The affair began when a copy of Kresánek's letter to Dzurinda was leaked by senior Transport Ministry officials to the press. In the letter, Kresánek alerted Dzurinda to the fact that the December 2001 tender winner, the Swiss firm Stadler AG Bussnang in consortium with the Slovak ŽOS Vrútky, had submitted a bid that was Sk800 million more expensive than Alstrom's.
Kresánek then wrote he had spoken of the matter several times with SDKÚ treasurer Gabriel Palacka, and had come away with the impression that "the background for the party is the same" whichever bid won.
Asked whether by "background" Kresánek had meant financial gain for the party from the train tender, Interior Minister and SDKÚ General Secretary Ivan Šimko said "I don't know what else he could have meant."
Dzurinda cited the letter, which he said contained "a deep double entendre", as his reason for expelling Kresánek from the party.
Criticism from the SDKÚ's political allies has been muted, with all four other members of the ruling coalition government vowing not to support a parliamentary non-confidence motion in Dzurinda scheduled for July 3. The vote had been demanded by 37 members of the opposition HZDS.

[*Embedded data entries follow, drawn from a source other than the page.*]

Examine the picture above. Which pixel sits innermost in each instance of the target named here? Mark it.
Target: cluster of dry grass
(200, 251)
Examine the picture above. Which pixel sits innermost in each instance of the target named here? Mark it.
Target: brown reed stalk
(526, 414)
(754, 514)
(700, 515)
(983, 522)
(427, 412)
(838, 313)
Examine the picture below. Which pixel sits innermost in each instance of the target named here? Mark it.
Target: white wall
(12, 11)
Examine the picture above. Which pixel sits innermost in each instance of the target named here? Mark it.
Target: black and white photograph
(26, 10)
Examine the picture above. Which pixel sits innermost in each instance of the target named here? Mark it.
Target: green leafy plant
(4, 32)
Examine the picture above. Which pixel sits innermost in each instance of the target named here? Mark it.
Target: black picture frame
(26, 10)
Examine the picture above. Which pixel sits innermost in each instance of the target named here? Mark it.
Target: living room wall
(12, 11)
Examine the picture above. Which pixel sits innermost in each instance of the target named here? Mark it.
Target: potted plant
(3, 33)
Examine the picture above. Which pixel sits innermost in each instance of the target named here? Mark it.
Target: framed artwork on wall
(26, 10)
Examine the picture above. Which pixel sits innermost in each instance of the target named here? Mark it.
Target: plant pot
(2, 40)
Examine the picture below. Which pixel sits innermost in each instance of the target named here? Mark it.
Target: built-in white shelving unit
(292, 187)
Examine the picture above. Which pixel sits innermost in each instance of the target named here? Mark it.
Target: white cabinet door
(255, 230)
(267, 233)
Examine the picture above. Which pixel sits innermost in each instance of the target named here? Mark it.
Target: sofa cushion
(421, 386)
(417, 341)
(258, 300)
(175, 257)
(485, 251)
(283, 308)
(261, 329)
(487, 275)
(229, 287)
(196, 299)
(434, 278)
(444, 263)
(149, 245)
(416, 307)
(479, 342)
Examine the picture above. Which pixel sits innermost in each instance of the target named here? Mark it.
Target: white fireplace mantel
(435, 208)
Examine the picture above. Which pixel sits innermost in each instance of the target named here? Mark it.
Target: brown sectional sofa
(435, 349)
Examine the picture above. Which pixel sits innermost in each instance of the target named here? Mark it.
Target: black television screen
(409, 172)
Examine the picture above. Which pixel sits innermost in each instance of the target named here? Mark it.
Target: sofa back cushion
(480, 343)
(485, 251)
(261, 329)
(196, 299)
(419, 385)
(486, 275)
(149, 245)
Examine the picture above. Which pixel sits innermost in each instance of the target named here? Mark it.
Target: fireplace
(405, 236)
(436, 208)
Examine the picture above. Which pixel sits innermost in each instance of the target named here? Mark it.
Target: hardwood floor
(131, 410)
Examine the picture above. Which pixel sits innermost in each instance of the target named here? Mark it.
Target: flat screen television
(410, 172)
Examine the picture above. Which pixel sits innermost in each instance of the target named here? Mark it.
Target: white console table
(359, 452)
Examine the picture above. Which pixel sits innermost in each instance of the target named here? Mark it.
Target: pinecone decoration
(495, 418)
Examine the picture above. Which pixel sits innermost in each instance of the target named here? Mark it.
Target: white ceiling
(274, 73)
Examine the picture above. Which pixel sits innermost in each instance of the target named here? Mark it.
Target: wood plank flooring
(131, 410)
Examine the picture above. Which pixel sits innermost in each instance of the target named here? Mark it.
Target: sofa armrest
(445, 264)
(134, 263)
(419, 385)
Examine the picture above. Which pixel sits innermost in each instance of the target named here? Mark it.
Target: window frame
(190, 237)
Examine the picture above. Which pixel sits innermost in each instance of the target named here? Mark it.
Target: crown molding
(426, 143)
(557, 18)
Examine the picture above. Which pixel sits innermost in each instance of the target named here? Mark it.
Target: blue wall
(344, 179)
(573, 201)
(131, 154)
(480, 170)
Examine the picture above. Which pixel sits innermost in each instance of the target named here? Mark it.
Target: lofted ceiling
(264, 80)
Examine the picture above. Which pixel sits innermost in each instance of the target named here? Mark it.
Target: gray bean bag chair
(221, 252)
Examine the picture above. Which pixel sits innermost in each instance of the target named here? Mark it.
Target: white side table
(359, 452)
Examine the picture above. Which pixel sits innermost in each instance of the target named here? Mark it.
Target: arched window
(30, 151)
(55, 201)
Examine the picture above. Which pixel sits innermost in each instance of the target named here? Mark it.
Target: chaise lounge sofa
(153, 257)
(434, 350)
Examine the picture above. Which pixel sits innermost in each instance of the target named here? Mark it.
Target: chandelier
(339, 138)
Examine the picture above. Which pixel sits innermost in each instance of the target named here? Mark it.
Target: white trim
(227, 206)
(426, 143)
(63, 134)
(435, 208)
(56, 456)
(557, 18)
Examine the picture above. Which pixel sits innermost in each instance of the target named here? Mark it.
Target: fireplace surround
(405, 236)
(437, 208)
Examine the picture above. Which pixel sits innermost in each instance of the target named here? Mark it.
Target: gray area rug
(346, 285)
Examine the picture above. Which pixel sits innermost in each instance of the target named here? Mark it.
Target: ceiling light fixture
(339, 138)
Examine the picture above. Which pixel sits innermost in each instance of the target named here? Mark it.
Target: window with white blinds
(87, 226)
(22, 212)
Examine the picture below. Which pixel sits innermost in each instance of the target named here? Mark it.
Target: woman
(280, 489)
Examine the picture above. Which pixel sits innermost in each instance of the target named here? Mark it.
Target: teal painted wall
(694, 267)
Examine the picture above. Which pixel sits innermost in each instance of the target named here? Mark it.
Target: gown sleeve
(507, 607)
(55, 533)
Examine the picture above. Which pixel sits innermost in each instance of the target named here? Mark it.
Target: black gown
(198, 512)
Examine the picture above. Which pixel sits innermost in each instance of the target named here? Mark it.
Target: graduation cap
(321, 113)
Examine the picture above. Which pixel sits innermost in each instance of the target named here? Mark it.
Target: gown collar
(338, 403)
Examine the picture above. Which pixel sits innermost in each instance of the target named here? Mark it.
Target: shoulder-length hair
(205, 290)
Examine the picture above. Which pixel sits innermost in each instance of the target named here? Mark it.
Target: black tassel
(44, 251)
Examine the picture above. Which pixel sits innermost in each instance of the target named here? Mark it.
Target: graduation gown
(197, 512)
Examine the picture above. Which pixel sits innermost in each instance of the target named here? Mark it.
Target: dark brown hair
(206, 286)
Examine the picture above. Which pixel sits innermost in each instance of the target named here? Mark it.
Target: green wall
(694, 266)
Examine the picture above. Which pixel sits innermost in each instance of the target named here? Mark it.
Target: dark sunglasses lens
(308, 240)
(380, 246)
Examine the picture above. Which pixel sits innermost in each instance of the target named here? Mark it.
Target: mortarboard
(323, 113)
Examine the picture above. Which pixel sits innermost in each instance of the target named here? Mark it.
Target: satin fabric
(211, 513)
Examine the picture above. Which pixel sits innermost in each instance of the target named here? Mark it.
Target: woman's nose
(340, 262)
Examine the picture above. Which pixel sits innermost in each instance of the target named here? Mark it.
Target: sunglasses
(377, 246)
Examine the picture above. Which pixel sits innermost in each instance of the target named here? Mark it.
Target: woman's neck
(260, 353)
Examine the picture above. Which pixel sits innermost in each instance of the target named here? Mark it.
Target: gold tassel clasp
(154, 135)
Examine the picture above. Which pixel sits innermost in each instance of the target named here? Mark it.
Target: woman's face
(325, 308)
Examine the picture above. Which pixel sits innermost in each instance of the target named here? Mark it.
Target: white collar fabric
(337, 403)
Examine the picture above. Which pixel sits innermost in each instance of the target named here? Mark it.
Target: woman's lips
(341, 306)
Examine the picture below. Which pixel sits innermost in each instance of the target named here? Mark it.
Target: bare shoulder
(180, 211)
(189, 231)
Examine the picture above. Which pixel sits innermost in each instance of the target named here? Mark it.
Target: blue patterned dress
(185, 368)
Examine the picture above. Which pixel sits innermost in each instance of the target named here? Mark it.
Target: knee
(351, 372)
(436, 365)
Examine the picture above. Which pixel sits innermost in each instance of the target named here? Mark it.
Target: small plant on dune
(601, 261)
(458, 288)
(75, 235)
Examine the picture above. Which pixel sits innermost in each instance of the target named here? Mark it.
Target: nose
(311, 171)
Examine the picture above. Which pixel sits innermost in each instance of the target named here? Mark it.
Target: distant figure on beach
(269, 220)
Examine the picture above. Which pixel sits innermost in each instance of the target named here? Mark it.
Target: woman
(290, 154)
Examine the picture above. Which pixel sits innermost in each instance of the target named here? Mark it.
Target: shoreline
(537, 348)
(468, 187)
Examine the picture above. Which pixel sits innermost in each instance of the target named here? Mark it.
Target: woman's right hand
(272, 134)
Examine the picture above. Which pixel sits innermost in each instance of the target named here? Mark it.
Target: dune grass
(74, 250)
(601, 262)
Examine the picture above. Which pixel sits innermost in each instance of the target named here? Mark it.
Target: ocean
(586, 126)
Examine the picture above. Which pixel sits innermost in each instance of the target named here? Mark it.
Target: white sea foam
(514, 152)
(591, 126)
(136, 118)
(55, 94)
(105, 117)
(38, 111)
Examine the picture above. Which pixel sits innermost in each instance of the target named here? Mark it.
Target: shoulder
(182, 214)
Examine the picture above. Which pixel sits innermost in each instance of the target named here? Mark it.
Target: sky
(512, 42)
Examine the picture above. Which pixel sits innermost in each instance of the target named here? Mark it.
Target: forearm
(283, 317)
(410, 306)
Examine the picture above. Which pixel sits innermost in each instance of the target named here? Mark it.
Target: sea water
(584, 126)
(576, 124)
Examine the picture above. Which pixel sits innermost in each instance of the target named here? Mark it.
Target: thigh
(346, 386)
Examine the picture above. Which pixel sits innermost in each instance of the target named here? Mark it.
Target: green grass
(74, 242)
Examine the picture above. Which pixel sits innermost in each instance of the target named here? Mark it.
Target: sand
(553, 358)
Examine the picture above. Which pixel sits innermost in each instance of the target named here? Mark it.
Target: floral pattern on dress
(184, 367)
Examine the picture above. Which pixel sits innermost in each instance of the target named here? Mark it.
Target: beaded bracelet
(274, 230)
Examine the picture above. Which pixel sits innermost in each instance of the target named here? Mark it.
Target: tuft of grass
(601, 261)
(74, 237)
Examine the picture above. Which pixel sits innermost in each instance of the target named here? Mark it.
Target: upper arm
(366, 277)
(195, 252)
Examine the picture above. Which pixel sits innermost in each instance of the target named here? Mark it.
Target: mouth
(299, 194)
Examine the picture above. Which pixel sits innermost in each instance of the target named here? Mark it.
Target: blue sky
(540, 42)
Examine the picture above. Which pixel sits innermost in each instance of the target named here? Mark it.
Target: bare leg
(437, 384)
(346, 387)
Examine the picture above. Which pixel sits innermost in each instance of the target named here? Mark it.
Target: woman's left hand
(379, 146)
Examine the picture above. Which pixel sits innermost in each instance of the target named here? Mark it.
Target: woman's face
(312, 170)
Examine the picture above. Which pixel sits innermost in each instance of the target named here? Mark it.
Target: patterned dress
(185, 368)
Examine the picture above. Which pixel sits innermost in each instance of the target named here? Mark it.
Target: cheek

However, František Šebej, head of the integration committee in parliament, said the PM had not shown good sense in allowing his brother, a section head at the ŽSR state rail firm, be appointed head of the tender commission to decide the bids.
"Every politician has to make a little sacrifice, and members of his family should not be in positions where they decide about public money," the right-wing government politician said.
The scandal has so far not touched off any serious dissent within the SDKÚ either, although a local party council in eastern Slovakia's Humenné sent an open letter to Dzurinda attacking the PM's handling of the affair.
"It's not clear to us what you've done to increase transparency of the whole tender selection process, apart from accusing everyone else, including the head of the Supreme Audit Office and the media," stated the letter, signed by Jozef Rídzik, a member of the local SDKÚ leadership.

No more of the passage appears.